On its website, London-based startup Qredo states that it is a “quiet cloud development platform that combines end-to-end encryption with cloud services to make building secure software much easier.”

Qredo makes the claim that it is the first company who has been able to offer end-to-end encryption alongside a cloud-based app and that its app, Qredo SDK will provide people with the next step in terms of app security.

On the back of their recent success, the company has now announced a beta launch of their cloud-based app encryption development platform. The company hopes this will make it a lot easier for companies across all sectors to add high-level security to their own apps.

Lead developer at the company Justin Megawarne comments on how difficult it currently is to “embed end-to-end features” in an app because there’s not currently a “toolkit in particular to do it.” He added that this problem is further “compounded when you want to use cloud services”.

Qreda’s toolkit, in its beta form (for iOS and Android only at the moment) enables developers to have a lot more freedom when creating professional applications; whether these applications have a social media, secure messaging, gaming, or even monetary wallet function.
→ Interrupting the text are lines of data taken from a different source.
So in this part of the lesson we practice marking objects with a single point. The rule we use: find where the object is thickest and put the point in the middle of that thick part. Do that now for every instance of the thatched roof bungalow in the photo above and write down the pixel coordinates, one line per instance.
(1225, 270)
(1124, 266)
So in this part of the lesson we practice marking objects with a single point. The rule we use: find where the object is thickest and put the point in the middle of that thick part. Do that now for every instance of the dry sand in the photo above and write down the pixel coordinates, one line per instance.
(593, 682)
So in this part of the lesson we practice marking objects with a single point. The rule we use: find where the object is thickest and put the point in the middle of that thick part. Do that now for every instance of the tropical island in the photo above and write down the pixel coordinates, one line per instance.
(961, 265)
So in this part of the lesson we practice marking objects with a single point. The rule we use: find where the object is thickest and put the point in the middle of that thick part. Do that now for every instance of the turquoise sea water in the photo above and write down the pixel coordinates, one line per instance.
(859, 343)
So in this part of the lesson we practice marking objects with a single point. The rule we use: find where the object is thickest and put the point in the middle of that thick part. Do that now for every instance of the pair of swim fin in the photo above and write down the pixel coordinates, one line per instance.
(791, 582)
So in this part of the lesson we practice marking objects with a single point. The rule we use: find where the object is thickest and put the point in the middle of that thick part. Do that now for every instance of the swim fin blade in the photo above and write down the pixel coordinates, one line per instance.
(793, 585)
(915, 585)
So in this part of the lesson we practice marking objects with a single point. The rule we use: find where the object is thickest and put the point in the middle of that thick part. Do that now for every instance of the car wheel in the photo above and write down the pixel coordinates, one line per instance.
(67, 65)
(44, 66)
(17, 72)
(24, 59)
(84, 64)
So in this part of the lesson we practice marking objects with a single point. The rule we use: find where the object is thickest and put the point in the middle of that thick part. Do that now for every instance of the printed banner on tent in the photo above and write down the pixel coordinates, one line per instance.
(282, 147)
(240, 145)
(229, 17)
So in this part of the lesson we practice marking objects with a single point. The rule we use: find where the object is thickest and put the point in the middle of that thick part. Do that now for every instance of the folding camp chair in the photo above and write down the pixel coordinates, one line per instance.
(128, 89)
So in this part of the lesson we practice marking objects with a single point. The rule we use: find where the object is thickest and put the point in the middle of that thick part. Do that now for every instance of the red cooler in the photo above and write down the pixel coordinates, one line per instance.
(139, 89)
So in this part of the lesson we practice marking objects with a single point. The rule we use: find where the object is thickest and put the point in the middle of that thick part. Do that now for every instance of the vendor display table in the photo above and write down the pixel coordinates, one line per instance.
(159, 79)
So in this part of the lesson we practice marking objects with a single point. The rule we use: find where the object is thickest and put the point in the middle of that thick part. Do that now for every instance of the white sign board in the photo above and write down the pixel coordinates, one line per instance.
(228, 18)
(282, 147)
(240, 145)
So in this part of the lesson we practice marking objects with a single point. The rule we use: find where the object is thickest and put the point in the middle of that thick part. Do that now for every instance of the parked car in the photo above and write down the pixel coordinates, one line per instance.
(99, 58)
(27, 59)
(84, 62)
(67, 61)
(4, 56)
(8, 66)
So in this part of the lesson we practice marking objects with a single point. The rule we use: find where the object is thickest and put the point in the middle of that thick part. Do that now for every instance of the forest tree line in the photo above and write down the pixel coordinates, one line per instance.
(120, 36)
The company aims to expand the toolkit for Windows and Web SDK in the near future.

What makes Qreda’s approach different?

Qreda focuses on encryption, which means in the worst case scenario of a breach, the hacker receives nothing valuable; only data that is encrypted. Megawarne emphasises that the company’s “servers have no idea what your app is storing or how it is communicating”, and that Qreda have realised that out “of all the security measures out there, cryptography is the champion.”

The developer highlighted the fact that even though many apps out there on the market, of which Dropbox and Snapchat are just a few, boast strong encryption – they are still vulnerable to attack because of the way they manage encryption keys.

This means the company managing the app (i.e. Dropbox for example) can decrypt the data they have at any point they choose to but this then leaves them open to security breaches because anyone hacking into their system will be able to see the decrypted data. Megawarne states that on the other hand: “If they had built it on top of Qredo the only person that would have access to the data would be the end user.”

Qredo have made the architecture of their app open source and allow others to openly examine and explore their product, including the code and security standards. The company enables this in the belief that it will ultimately benefit them and ensure the app is as secure as possible because: “leaving the source code open for everyone to analyse means that problems are found much earlier and you benefit from the entire security community, not just your close-knit [development] group”.

The recent beta launch is very timely, for it comes on the back of a global debate on end-to-end-encryption. This debate is especially prominent in the UK because of the Government’s recent publication of the Draft Investigatory Powers Bill. Also known as the ‘Snoopers’ Charter’, the bill has come under fire from many major tech firms across the world, including Google, Facebook and Twitter. It has received criticism because of its aim to increase the government, police and intelligence agencies’ surveillance powers, and even goes so far as to essentially legalise ‘hacking’. Megawarne strongly believes, however, that the security specialists within the government sphere are only too aware of just how important encryption is in protecting citizens when they are online and that these people “know that strong encryption is absolutely vital for the country’s national security”.

The company ultimately aims to protect people and organisations from data hacking, since their main concern is that “weak encryption will weaken everybody”. Their application development platform aims not only to be accessible and extremely straightforward to use, but to also provide a solid degree of security, and it certainly appears that they’ve managed to achieve this.